By the age of 14, Rissell had committed his first rape. He was charged with a series of petty crimes and was institutionalized in 1973. Shortly after his release in 1975, he was arrested for attempted robbery when, armed with a knife, he attempted to rob a woman in an elevator near his home. He received a five-year suspended sentence and dropped out of T. C. Williams High School at the age of 17.

==Murders==
On August 4, 1976, Rissell saw 26-year-old Aura Marina Gabor, a sex worker living in the same apartment complex as Rissell on the 400 block of North Armistead Street in Alexandria. Rissell claimed he grew angry with her after she "allowed" him to have sex with her and she made it seem like she enjoyed it, so he drowned her in a nearby ravine.

The second murder occurred in March 1977, when Rissell raped and stabbed 22-year-old McDonald's manager trainee, Ursula Miltenberger, near the Hamlet Apartments. Her body was found March 6 in a wooded area in Fairfax County.

The third murder victim was 27-year-old Gladys Ross Bradley, a post office clerk and resident of Hamlet Apartments. Sometime in April 1977, Rissell waited outside her house with a steak knife from his mother's kitchen. He raped her twice, then dragged her by her feet to a nearby creek, where he then drowned her. Her body was found April 29, 1977.

The fourth murder victim was 34-year-old Aletha Byrd, a personnel counselor at the Woodward & Lothrop department store at Tysons Corner Center. Aletha had been missing from her home since April 10, 1977. She was found dead with multiple stab wounds on May 17 in a wooded area.

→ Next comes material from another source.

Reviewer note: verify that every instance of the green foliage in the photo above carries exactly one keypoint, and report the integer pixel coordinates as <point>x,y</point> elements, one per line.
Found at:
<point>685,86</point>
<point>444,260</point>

The fifth and final victim was 24-year-old Jeanette McClelland, a graphics design proofreader at Bru-El Graphics and also a resident of Hamlet Apartments. She was found raped and stabbed 100 times in a culvert near Shirley Highway on May 5, 1977. On May 18, police (who had Rissell under surveillance due to his being a suspect) searched Rissell's car and found Byrd's wallet, keys, and comb. Police later confirmed that Rissell's fingerprints were found on Miltenberger's car. Rissell confessed to killing all five women.

Rissell was charged with abducting, raping and murdering the five women. However, because he pleaded guilty to the murder charges, the abduction and rape charges were dropped. Rissell was sentenced to five consecutive life sentences on October 11, 1977. He was 18 years old at the time of his sentencing.

==Prison==
While in prison, Rissell wrote a 461-page handwritten manuscript detailing his murders.

In June 1989, Rissell was among the largest group of community college graduates in the Virginia Penal System, along with 11 other inmates. They graduated with an associate degree in Arts & Sciences from Southside Virginia Community College.

Rissell became eligible for parole in 1995, which was heavily protested by the victims' family members and the community. Since then, Rissell has been granted an annual parole hearing each November; he has been denied parole each time.

As of 2026, Rissell is incarcerated at Lawrenceville Correctional Center.

==Popular culture==
Rissell was featured in season 1, episode 4 of the 2017 Netflix crime drama, Mindhunter; actor Sam Strike portrayed him.